The sciatic nerve is made up of five nerve roots that exit the spine in the lower back (L4 to S3) and then merge into one nerve that travels through the buttock and into the leg. At the back of the knee, the nerve divides into two nerves, the tibial and common peroneal, that travel into the inner and outer lower leg and foot.

When the sciatic nerve is compressed or pinched, a patient can feel pain, tingling, numbness, and even weakness in the hip, buttock, and leg. For individuals under the age of 60, the most common cause of sciatica is a herniated disk. For older adults, the most likely causes of sciatica are spinal stenosis (a narrowing of the openings of the spine the nerves travel through) and spondylolisthesis (when one vertebra slides forward on the neighboring vertebra).

Normally, a nerve root moves freely in and out of the spine through holes located between each vertebra called intervertebral foramen (IVF). Movements or exercises such as hamstring stretches or punting a football create tension on the sciatic nerve and pull the nerve roots out of the IVFs. Similarly, when we stand up straight and look down at our feet, this pulls the spinal cord upward and the nerve roots move into the IVFs.

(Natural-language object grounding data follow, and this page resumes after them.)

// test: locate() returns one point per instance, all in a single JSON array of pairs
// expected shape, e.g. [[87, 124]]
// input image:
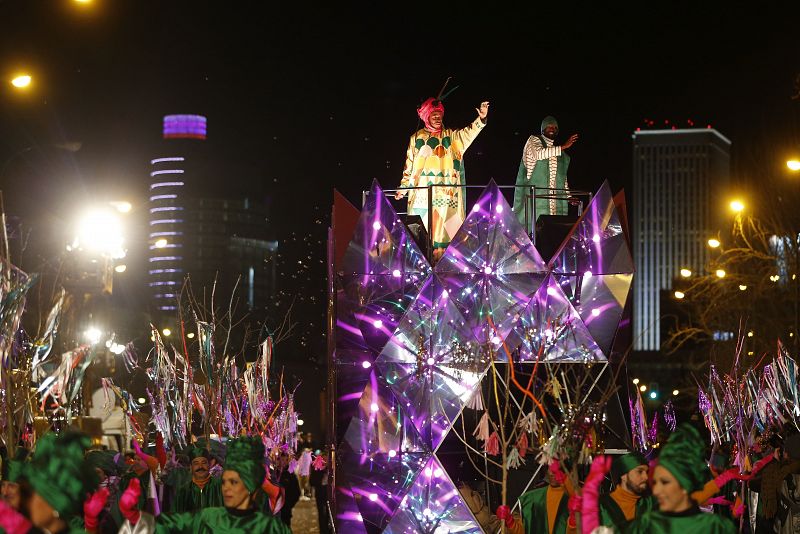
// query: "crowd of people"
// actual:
[[64, 485]]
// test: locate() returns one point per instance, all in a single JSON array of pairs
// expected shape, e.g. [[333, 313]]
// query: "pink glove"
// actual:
[[719, 500], [92, 507], [12, 521], [558, 474], [731, 474], [738, 510], [590, 508], [129, 501], [503, 513], [573, 505], [761, 464]]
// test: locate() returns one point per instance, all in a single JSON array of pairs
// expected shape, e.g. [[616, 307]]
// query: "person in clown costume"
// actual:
[[435, 156]]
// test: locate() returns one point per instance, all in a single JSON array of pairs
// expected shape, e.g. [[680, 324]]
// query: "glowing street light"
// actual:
[[100, 230], [22, 81]]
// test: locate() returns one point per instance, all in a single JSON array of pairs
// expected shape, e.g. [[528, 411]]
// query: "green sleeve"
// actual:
[[184, 522]]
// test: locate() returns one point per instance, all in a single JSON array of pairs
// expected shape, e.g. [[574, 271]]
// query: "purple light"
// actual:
[[185, 127], [165, 184], [166, 208], [157, 234], [161, 160]]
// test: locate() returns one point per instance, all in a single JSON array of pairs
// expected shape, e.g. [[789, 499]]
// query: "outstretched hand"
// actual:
[[483, 110]]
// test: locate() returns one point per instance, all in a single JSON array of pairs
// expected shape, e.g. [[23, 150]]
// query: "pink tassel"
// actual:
[[319, 463], [522, 444], [481, 432], [492, 445]]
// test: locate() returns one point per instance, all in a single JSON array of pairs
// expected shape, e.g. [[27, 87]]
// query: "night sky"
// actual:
[[301, 99]]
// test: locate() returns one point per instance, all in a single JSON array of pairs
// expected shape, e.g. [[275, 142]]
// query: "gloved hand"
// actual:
[[129, 501], [161, 453], [590, 508], [92, 507], [731, 474], [503, 513], [574, 504]]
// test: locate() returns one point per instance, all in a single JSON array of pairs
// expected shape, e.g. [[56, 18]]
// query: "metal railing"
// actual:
[[571, 196]]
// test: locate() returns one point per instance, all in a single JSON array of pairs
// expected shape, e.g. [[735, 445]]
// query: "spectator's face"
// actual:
[[435, 119], [669, 493], [635, 480], [200, 468], [234, 492]]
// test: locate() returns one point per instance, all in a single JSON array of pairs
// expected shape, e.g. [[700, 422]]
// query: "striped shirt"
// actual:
[[533, 152]]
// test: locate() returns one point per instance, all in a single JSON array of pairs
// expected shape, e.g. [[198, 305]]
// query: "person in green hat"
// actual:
[[630, 498], [241, 483], [55, 484], [681, 470], [544, 166], [203, 490]]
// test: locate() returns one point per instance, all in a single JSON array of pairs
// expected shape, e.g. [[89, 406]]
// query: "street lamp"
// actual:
[[22, 81]]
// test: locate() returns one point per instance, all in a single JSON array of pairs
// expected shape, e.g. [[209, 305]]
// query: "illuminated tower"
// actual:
[[168, 202], [678, 176]]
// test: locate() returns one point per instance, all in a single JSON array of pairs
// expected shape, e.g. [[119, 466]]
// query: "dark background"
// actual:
[[302, 99]]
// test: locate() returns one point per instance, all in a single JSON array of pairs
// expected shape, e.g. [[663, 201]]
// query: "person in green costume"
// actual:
[[56, 482], [241, 482], [681, 470], [203, 490], [544, 166], [630, 497]]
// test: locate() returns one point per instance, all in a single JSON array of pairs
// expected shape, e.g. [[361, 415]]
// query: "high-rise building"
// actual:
[[678, 179], [218, 241]]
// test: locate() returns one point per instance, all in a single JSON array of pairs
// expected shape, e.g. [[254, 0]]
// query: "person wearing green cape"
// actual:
[[630, 498], [203, 490], [241, 482], [681, 470], [55, 484], [543, 166]]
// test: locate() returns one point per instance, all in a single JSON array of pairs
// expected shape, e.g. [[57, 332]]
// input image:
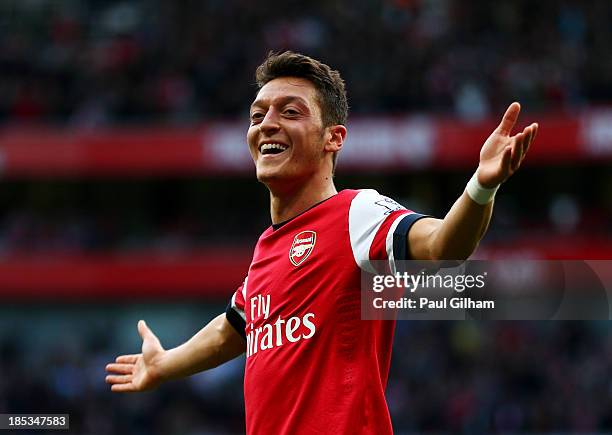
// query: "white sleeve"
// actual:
[[378, 227]]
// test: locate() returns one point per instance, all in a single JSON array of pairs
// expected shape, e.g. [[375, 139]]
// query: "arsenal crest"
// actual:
[[303, 244]]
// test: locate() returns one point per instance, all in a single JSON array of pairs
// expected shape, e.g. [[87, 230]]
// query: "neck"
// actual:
[[287, 204]]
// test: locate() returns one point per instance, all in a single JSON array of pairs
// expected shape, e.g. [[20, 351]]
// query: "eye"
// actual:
[[256, 117]]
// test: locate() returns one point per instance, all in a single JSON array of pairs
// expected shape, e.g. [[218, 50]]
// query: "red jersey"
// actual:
[[312, 365]]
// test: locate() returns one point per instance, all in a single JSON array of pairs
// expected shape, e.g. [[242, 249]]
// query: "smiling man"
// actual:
[[312, 365]]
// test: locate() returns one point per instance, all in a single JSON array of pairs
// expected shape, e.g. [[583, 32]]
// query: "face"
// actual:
[[286, 136]]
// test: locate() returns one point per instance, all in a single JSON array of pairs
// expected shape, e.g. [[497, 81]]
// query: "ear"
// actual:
[[336, 136]]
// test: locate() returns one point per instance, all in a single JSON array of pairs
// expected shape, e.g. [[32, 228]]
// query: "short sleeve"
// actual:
[[378, 228], [235, 309]]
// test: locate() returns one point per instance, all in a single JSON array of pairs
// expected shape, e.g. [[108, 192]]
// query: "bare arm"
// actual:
[[213, 345], [457, 235]]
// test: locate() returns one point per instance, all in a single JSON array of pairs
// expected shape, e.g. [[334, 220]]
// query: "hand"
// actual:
[[502, 154], [139, 372]]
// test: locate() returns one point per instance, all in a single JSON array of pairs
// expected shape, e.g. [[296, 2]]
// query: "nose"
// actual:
[[270, 124]]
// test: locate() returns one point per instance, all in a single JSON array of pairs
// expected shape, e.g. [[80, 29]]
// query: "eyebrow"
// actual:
[[282, 100]]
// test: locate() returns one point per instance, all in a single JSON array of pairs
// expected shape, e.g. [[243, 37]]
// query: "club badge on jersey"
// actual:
[[302, 246]]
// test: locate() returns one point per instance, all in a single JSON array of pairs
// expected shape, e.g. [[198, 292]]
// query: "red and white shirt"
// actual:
[[312, 365]]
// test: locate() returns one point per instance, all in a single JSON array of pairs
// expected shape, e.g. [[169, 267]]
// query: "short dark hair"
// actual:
[[327, 82]]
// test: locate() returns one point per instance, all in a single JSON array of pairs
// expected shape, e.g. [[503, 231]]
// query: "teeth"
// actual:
[[272, 146]]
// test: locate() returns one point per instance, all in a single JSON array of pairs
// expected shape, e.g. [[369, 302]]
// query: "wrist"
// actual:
[[478, 193]]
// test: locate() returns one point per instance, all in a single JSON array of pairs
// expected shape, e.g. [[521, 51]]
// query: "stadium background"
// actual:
[[127, 193]]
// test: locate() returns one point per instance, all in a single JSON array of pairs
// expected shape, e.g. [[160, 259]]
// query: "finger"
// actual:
[[127, 359], [123, 369], [519, 139], [506, 157], [509, 119], [528, 135], [123, 388], [533, 135], [144, 330], [533, 129], [118, 379]]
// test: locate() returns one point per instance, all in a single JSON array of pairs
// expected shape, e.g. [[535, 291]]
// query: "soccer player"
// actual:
[[312, 365]]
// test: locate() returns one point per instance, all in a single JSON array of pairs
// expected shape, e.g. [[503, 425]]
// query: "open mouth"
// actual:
[[272, 148]]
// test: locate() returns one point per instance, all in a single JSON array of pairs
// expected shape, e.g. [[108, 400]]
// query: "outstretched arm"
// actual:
[[457, 235], [213, 345]]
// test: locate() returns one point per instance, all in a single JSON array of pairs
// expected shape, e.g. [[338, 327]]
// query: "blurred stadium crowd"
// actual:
[[95, 62], [90, 64]]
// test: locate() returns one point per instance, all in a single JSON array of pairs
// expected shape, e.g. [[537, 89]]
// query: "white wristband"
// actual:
[[480, 195]]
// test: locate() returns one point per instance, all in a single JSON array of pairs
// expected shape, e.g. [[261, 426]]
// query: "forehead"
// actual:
[[284, 89]]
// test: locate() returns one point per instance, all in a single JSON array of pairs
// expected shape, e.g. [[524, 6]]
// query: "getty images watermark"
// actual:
[[492, 289]]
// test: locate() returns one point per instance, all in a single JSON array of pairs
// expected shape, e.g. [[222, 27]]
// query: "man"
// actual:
[[312, 365]]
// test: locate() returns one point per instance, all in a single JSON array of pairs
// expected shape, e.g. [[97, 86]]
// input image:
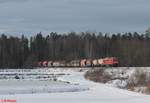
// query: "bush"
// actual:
[[97, 75]]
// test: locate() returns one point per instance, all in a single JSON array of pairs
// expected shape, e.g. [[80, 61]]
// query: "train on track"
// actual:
[[108, 61]]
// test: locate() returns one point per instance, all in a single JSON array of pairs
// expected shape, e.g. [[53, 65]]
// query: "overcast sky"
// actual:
[[32, 16]]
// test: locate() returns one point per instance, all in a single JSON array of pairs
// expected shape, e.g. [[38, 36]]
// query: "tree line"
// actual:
[[132, 49]]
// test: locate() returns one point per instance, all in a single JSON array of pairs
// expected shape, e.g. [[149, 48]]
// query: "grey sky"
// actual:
[[32, 16]]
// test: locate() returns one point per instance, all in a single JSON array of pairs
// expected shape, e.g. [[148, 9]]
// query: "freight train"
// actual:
[[108, 61]]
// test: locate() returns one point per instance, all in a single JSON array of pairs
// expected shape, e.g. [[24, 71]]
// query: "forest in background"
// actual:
[[132, 49]]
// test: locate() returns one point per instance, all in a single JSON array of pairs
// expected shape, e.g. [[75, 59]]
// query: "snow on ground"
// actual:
[[97, 93]]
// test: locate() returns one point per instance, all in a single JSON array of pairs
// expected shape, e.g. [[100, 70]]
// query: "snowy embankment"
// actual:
[[97, 93], [35, 82]]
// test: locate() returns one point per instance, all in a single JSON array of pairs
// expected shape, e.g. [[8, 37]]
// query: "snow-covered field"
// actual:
[[70, 87]]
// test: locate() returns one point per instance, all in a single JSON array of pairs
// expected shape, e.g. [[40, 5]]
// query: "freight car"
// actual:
[[108, 61]]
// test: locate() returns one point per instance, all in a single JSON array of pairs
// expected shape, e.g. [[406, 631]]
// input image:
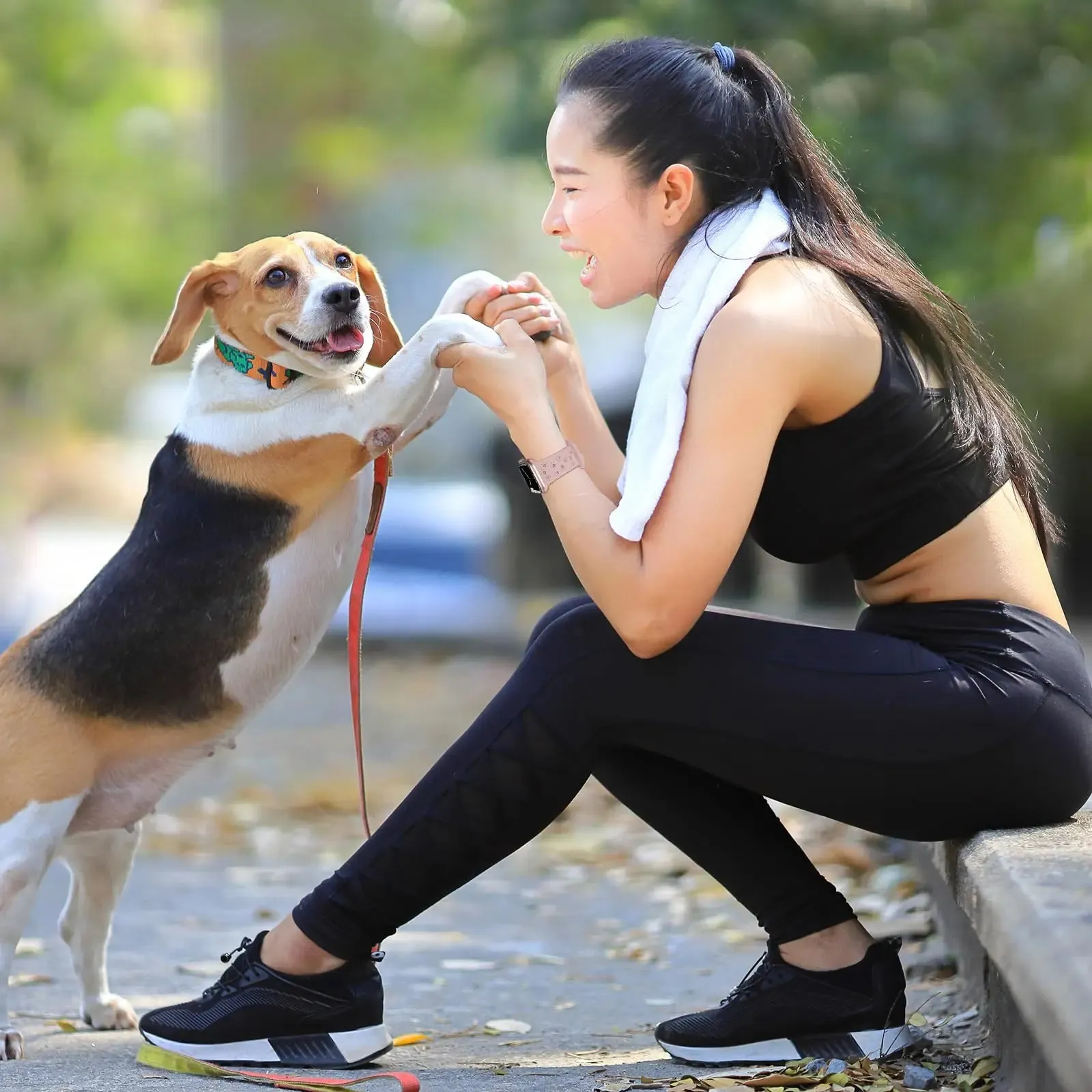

When managing sciatica, chiropractors will utilize a technique called nerve flossing. Like flossing teeth, the back and forth motion of the dental floss is conceptually the same action as the back and forth motion of the five nerve roots that merge into the sciatic nerve. To pull the nerve roots out of the IVF, extend the head/neck upward and then flex the foot/ankle upward as well (toes toward the nose). To pull the nerve back into the IVF, point the foot/ankle downward while the head/neck flexes forward (chin to chest). Repeat multiple times as long as pain or other symptoms do not worsen. The idea behind this is to free up the nerve root by reducing adhesions in the IVF.

Nerve flossing is usually performed first by a doctor of chiropractic to make sure it is well tolerated and safe so that the patient can perform the exercise at home several times a day. Studies show that this method helps reduce tension on the sciatic nerve while also stretching the hamstrings, which are often tight in patients with low back pain.

 

This information should not be substituted for medical or chiropractic advice. Any and all healthcare concerns, decisions, and actions must be done through the advice and counsel of a healthcare professional who is familiar with your updated medical history.